The films, developed by the Global Industry Alliance to Support Low Carbon Shipping (Low Carbon GIA), provide an introduction to IMO’s EEXI requirements, how to calculate the attained and required EEXI, and how the survey and certification works.

The videos – free to access online – are between 10 and 12 minutes in duration and cover:
· Similarities and differences between EEXI and EEDI
· EEXI compliance options
· A worked example of how a ship’s required and attained EEXI are calculated
· A short quiz that enables the learner to test their understanding of EEXI
Watch the EEXI video series here.

Minglee Hoe, Technical Analyst of the IMO-Norway GreenVoyage2050 Project said: “Providing support tools to maritime administrations and shipowners/operators who want to increase their knowledge of the Energy Efficiency Existing Ship Index (EEXI) is important in helping the industry to navigate meeting ship energy efficiency requirements and making improvements in line with the IMO GHG strategy.”

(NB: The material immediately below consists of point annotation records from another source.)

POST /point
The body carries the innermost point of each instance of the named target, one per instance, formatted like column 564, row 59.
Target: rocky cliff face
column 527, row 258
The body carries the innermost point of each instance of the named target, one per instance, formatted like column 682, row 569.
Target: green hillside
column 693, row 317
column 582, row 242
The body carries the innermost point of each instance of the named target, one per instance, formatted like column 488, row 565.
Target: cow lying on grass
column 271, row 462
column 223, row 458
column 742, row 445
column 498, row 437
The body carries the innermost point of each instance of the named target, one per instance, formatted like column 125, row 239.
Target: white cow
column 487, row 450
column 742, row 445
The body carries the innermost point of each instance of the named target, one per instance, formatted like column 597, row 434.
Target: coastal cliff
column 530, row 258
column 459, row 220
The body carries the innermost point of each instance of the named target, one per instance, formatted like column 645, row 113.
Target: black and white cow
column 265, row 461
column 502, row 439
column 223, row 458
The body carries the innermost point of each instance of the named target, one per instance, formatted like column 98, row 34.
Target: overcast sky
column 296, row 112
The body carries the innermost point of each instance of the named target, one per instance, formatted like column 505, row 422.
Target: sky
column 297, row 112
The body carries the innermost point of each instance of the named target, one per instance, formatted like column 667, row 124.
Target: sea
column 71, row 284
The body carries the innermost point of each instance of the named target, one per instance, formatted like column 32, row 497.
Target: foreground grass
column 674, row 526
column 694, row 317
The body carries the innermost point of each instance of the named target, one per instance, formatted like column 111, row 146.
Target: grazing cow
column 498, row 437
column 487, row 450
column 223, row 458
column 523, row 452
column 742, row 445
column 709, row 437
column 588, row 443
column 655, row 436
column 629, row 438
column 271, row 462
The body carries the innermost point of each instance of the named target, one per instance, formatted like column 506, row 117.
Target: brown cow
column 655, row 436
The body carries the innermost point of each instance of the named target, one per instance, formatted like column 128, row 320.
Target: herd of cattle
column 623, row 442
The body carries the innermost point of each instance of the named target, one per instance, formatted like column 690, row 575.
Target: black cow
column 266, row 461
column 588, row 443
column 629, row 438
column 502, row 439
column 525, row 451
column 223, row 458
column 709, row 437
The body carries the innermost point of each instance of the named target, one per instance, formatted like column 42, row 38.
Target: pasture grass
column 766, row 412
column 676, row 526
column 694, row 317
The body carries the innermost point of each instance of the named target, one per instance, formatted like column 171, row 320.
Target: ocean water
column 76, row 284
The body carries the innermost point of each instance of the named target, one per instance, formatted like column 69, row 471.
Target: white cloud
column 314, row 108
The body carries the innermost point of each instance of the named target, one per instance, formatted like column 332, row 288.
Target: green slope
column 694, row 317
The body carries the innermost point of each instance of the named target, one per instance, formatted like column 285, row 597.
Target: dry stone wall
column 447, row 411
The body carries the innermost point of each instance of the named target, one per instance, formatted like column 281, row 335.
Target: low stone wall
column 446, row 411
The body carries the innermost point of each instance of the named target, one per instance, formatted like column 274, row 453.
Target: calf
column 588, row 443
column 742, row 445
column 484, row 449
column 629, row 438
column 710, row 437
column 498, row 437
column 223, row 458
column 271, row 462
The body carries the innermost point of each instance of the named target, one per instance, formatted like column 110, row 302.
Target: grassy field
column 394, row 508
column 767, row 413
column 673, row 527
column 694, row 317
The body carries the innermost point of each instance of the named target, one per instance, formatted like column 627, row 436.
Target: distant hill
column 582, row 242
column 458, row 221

The EEXI regulation is mandatory under MARPOL Annex VI and took effect in January 2023 as part of IMO’s short-term GHG reduction measure.

A ship’s attained EEXI indicates its energy efficiency compared to a baseline. Ships attained EEXI will then be compared to a required EEXI based on an applicable reduction factor expressed as a percentage relative to the Energy Efficiency Design Index (EEDI) baseline. It must be calculated for ships of 400 GT and above, in accordance with the different values set for ship types and size categories. The calculated attained EEXI value for each individual ship must be below the required EEXI, to ensure the ship meets a minimum energy efficiency standard.

The video series was developed under the Energy efficiency technologies (EETs) and operational best practices workstream of the Low Carbon GIA. A Carbon Intensity Indicator (CII) video series was released in May this year.